🌱 The Grumpy Optimists #171
London Climate Action Recap
Happy Monday. 👋
The last week was London Climate Action Week and it was a very busy one. The irony that it was also set in the midst of a raging heatwave. So hot that a Reform council couldn’t hold a meeting about scrapping net zero, and an event about extreme heat was also cancelled, because of…extreme heat. What I am taking from this week is that people are starting to realise how bad our summers will be over the coming years. It’s not quite optimistic but it is something.
As part of LCAW I also hosted a great event with Zevero. You can read more about that here. Anyway, let’s bring some positivity into your week folks!
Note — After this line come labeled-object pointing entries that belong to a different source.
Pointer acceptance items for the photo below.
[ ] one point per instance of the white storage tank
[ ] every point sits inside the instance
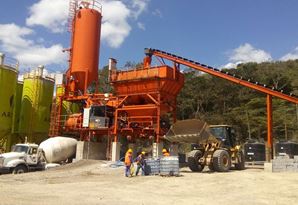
(58, 149)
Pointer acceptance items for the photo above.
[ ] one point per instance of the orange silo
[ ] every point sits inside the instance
(85, 47)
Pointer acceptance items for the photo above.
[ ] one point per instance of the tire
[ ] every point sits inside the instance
(20, 169)
(193, 161)
(211, 168)
(221, 161)
(241, 162)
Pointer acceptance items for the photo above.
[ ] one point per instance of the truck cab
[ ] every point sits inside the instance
(23, 158)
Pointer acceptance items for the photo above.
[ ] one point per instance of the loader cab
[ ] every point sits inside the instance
(225, 133)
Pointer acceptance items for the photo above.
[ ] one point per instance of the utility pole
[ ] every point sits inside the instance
(248, 125)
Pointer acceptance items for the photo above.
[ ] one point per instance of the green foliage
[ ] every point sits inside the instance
(219, 101)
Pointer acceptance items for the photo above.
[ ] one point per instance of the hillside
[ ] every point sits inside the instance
(218, 101)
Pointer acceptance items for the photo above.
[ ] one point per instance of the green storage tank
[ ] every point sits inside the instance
(17, 107)
(36, 106)
(8, 81)
(15, 138)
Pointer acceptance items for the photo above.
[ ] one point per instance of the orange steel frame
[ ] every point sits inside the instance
(217, 73)
(158, 100)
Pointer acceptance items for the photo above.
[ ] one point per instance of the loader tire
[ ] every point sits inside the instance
(241, 163)
(20, 169)
(221, 161)
(193, 161)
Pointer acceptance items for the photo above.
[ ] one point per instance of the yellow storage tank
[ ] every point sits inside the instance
(8, 81)
(36, 106)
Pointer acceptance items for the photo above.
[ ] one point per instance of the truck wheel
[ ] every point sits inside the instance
(211, 168)
(221, 161)
(241, 163)
(20, 169)
(193, 161)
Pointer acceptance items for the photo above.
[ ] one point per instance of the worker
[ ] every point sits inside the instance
(141, 163)
(128, 162)
(165, 153)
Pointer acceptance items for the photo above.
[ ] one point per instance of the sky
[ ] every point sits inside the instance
(219, 33)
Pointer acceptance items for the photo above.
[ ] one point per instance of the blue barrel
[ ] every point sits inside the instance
(152, 166)
(169, 166)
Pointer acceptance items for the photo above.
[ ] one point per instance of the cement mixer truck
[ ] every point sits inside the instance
(214, 146)
(31, 157)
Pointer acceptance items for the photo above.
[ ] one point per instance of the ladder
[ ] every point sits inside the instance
(71, 14)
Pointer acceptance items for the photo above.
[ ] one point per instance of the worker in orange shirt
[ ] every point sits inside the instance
(141, 163)
(165, 153)
(128, 162)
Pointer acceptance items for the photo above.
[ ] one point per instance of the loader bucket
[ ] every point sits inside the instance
(190, 131)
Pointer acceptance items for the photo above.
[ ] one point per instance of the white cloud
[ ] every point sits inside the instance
(15, 42)
(141, 26)
(138, 7)
(157, 12)
(115, 27)
(290, 56)
(51, 14)
(247, 53)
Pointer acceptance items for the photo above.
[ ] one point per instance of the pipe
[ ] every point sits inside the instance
(2, 57)
(269, 128)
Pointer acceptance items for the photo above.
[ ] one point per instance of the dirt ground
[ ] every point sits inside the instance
(95, 182)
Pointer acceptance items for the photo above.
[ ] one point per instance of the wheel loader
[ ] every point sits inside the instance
(213, 146)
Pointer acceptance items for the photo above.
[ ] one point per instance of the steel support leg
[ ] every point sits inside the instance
(269, 153)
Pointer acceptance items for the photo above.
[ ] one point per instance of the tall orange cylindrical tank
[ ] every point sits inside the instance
(85, 47)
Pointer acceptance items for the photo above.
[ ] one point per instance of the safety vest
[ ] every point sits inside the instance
(128, 160)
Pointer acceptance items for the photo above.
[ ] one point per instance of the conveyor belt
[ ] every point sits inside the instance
(224, 74)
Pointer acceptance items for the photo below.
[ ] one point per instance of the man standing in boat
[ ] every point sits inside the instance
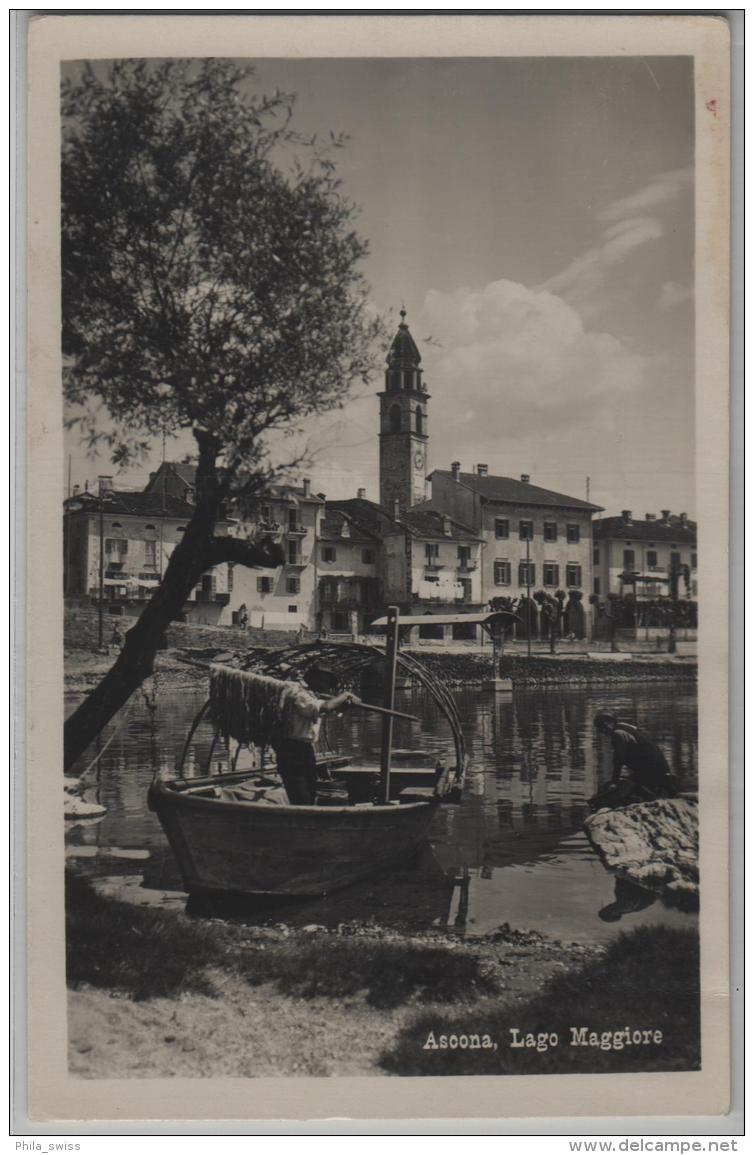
(640, 768)
(299, 731)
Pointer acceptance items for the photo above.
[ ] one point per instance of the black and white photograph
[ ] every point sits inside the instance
(381, 595)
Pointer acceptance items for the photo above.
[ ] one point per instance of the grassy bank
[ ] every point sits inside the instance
(155, 993)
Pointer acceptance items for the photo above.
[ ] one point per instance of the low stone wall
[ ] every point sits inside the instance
(461, 669)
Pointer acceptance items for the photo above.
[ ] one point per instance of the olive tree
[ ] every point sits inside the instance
(210, 284)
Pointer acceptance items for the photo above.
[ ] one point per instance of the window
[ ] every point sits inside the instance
(502, 573)
(523, 567)
(573, 575)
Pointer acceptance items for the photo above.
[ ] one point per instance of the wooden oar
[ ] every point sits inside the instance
(381, 709)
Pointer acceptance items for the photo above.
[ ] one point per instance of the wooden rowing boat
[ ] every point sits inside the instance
(225, 843)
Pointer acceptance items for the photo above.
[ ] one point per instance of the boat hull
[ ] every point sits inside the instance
(259, 849)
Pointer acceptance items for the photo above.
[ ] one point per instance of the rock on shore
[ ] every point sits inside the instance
(654, 844)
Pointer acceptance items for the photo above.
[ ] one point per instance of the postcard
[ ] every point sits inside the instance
(377, 737)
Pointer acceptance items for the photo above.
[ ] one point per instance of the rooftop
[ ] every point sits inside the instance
(514, 491)
(640, 529)
(127, 504)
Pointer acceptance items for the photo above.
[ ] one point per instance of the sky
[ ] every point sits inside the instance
(536, 217)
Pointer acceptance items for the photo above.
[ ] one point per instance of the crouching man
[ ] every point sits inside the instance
(640, 768)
👀 News to make you feel good this week
🏔️ First major hydropower projects in Great Britain in 40 years given go-ahead. Ofgem has provisionally greenlit 16 long-duration storage projects, including three pumped-hydro schemes in the Scottish Highlands that will use lochs as giant natural batteries. The last one of these was Dinorwig in Wales back in 1984, so this has been a long time coming. Pumped hydro is unglamorous and brilliant, you pump water uphill when power is cheap, let it fall through turbines when demand peaks.
💭 My thoughts? The bottleneck for renewables was never really generation, it was storage and the willingness to build. Forty years of nothing, then 16 projects at once. These things feel impossible right up until the politics shifts and suddenly everyone’s “getting Britain building again.”
🔌 Renewables just hit 30% of US electricity generation. New data shows renewables supplied a full 30% of US power in the first four months of 2026, up from 27.8% a year earlier, with coal output falling nearly 12%. In April, utility-scale solar capacity overtook wind for the first time, and battery storage capacity jumped 58%. All of this during an administration actively trying to prop up coal.
🛢️ ‘It’s now a no-brainer’: Fortescue says Trump has done more for renewables than anyone in 100 years. The mining giant’s CEO reckons the oil-price chaos triggered by Trump’s war on Iran has made the economics of ditching diesel unanswerable. When filling a pick-up truck goes between $200 to $400 and back in a fortnight, planning around fossil fuels becomes impossible. Fortescue is targeting “real zero” within four years and has 1.1GW of solar under construction in the Pilbara.
💭 My thoughts? I love that the strongest case for renewables now isn’t morality, it’s that fossil fuels are a geopolitical liability you can’t forecast around. When the iron-ore guys are this evangelical about solar, the argument is over.
🏭 US court rejects EPA bid to ease regulations for coal-fired power plants. A federal appeals court knocked back the Trump EPA’s attempt to scrap Biden-era soot pollution limits. The standard the agency wanted to kill was projected to prevent roughly 4,500 premature deaths and 800,000 asthma cases a year. The court left it standing.
🚗 UK sales of electric vehicles just overtook petrol cars for the first time. Over the past 12 months, more new EVs were sold in the UK than petrol cars.
🌡️ Reform UK climate debate delayed over extreme heat. A Reform councillor in West Norfolk wanted to scrap the council’s 2021 climate emergency declaration. The debate was postponed because the chamber, which has no air conditioning, was too hot to sit in under an amber heat warning. As one independent councillor put it, the weather had “submitted its own amendment to the motion.”
🐟 Mombasa: key outcomes from the Our Ocean Conference in Kenya. The first Our Ocean Conference held on African soil produced 320 voluntary commitments and a reported $6.4bn in mobilised finance, plus the Mombasa Declaration on fisheries transparency signed by 16 governments, half of them African. More than a third of the world’s marine protected areas trace back to announcements made at this conference over the years.
🐋 Billionaire to invest in ocean protection as UK and US scale back funding. In similar news, Michael Bloomberg has pledged $260m to ocean conservation, much of it aimed at enforcing the High Seas Treaty. We’ve pledged to protect 30% of the oceans by 2030 and we’re currently at 10%, so the gap is enormous.
This week’s episode was written after a very sweaty bike ride and a good few days of exercise. On that note, there will be no The Grumpy Optimists next week as I will be cycling around the hills Girona and plan on switching off for the entire week. A much much needed break.
My music recommendation for the week is Khal!l MY FEET. I think this guy could be a big thing.